Let her tell it, the video for “Man Down” is a cautionary tale for young women. “Young girls/women all over the world…we are a lot of things! We’re strong innocent fun flirtatious vulnerable, and sometimes our innocence can cause us to be naive! We always think it could NEVER be us, but in reality, it can happen to ANY of us! So ladies be careful and #listentoyomama! I love you and I care!” Rihanna wrote on her Twitter account.
And yet that isn’t really what the video communicates. It more so promotes revenge than anything else, some thing that the Parents Television Council is condemning the pop star for. “Instead of telling victims they should seek help, Rihanna released a music video that gives retaliation in the form of premeditated murder the imprimatur of acceptability,” said Melissa Henson, director of communications and public education for the organization.
The divergent messaging between what she says and what she makes creatively can leave fans perplexed as to exactly how Rihanna feels about the topic and consequently what they should feel as well — are we okay with it? Are we not okay with it? Can we be friends with Chris Brown now? Should he be shot? Any message Rihanna thinks she’s communicating loses it’s effectiveness because she won’t clarify her position on the situation — yes I’m mad, no I don’t want to talk about it, but yes I will sing about it, but no don’t hold it against him, but yes revenge is okay.

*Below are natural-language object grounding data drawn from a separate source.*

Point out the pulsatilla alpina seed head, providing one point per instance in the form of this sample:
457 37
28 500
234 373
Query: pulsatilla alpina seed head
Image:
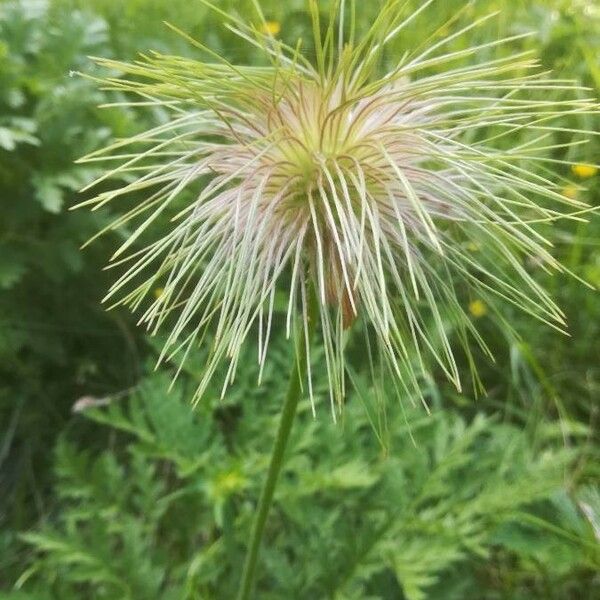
394 199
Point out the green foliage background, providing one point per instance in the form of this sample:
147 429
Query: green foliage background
489 497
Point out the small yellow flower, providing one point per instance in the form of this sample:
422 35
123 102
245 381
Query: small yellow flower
271 28
584 171
229 482
477 308
570 191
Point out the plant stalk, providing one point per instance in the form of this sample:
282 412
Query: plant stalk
288 414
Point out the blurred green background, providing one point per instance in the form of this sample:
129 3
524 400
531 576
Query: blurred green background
488 498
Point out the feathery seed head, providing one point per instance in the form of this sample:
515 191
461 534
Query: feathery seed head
370 190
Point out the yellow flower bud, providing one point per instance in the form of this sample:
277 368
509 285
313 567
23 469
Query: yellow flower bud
584 171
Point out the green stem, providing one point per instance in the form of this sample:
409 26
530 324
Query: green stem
288 413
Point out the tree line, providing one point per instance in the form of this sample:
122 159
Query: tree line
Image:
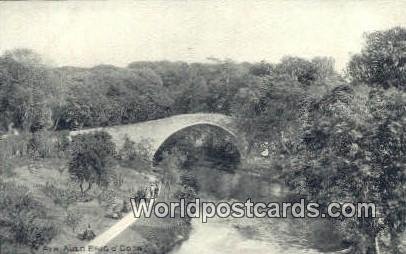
332 136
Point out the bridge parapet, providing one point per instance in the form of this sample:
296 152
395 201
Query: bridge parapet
155 132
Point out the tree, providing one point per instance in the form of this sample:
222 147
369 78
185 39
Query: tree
92 159
382 61
23 219
353 151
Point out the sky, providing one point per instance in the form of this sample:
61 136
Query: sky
89 33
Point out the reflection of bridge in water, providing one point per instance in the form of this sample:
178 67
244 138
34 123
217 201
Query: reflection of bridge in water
154 133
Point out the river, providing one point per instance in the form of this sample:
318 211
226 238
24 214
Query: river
246 235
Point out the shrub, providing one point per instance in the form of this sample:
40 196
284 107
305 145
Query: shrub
73 218
23 219
92 159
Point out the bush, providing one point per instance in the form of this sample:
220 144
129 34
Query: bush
73 218
23 219
62 197
92 159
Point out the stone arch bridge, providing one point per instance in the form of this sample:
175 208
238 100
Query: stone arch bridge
156 132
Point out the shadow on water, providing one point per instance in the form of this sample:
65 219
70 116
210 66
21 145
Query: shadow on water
216 173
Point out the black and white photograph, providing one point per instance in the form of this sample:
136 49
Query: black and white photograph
203 127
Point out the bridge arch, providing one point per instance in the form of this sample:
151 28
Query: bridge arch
156 132
235 139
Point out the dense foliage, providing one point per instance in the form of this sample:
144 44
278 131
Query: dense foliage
92 159
332 138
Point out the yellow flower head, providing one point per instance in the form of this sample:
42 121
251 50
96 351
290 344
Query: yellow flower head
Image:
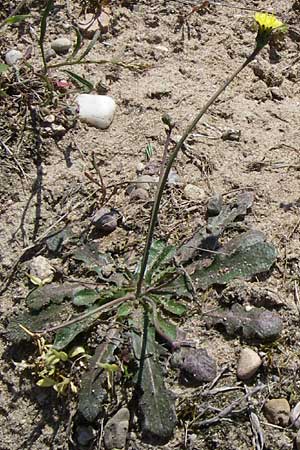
267 23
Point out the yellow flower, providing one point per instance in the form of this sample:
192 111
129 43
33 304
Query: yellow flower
267 23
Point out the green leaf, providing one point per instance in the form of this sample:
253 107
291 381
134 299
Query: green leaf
3 68
86 85
66 335
124 310
93 395
85 297
160 254
46 382
16 19
243 257
156 406
77 350
92 259
167 327
174 307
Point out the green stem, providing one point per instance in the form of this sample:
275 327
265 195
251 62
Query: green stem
171 160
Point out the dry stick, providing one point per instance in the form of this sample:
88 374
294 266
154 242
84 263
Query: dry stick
39 240
80 317
226 411
172 158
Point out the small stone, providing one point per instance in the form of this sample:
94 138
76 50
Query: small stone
85 434
104 20
116 429
90 26
41 268
231 135
106 220
248 365
146 182
214 205
140 167
49 54
96 110
195 193
295 416
277 93
49 119
173 177
58 129
12 57
297 441
139 195
196 366
61 45
277 411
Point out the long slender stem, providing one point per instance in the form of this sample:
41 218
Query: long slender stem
171 160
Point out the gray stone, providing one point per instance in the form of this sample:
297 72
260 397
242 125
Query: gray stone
248 365
195 365
96 110
139 195
41 268
49 54
295 416
12 57
195 193
85 435
277 411
116 429
214 205
61 45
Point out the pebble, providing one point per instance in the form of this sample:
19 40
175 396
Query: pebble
145 182
96 110
295 416
277 93
85 434
173 177
277 411
116 429
297 441
195 364
90 26
61 45
49 54
248 365
140 167
106 220
195 193
41 268
139 195
214 205
12 57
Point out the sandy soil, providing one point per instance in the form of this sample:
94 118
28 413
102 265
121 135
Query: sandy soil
43 178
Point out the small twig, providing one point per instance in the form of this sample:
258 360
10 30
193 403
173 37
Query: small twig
297 300
102 184
172 158
7 149
228 410
80 317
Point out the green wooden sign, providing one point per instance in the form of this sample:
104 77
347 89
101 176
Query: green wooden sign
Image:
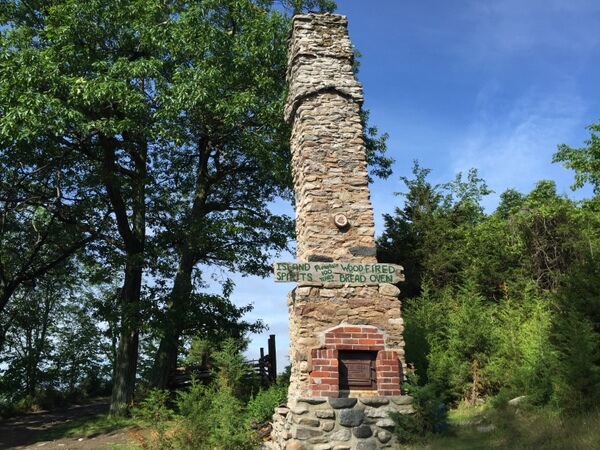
339 273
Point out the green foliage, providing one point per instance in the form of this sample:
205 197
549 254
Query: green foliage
260 407
429 415
584 161
215 416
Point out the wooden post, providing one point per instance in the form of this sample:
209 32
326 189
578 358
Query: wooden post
272 359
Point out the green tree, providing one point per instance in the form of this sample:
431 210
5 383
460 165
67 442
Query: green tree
584 161
429 235
164 121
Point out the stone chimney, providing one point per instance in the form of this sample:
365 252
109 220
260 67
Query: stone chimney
346 345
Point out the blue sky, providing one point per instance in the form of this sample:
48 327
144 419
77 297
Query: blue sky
489 84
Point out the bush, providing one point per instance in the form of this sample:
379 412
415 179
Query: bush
260 408
429 415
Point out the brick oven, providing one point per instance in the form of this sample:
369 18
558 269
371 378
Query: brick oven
346 346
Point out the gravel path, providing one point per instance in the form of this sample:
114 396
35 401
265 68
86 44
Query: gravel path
24 432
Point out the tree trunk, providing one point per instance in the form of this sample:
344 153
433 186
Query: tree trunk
165 359
127 351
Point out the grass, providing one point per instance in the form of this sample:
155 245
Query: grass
479 428
86 427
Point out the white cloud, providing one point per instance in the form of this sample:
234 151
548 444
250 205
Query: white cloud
511 142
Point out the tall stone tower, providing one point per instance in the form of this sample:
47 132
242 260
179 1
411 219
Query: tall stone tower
346 346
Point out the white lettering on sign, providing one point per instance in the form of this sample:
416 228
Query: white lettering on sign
344 273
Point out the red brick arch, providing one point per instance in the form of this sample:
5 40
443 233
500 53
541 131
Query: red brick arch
324 377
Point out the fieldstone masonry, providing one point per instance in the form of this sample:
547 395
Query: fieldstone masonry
346 345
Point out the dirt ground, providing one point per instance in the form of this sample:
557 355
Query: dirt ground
24 432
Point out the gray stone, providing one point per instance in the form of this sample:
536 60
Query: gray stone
303 433
325 414
339 403
295 445
362 432
351 417
385 423
402 400
307 421
384 436
369 444
342 435
377 413
374 401
328 425
312 400
363 251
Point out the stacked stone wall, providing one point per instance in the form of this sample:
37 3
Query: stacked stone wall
338 423
315 310
335 223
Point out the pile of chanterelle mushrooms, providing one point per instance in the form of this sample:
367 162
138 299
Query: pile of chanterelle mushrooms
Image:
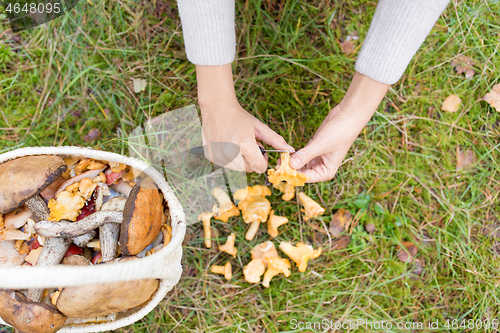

Far be it for me to dictate the healing path for a victim of domestic violence, but as someone with the world as her audience, Rihanna may consider clarifying how she feels about the incident, and how she’d like to move forward. Protecting yourself from domestic abuse is a message that gets diluted when you’re advocating clemency and/or revenge. Until she resolves her own healing from that dark incident, Rihanna’s real message to her fans appears to be “do as I say, not as I do.”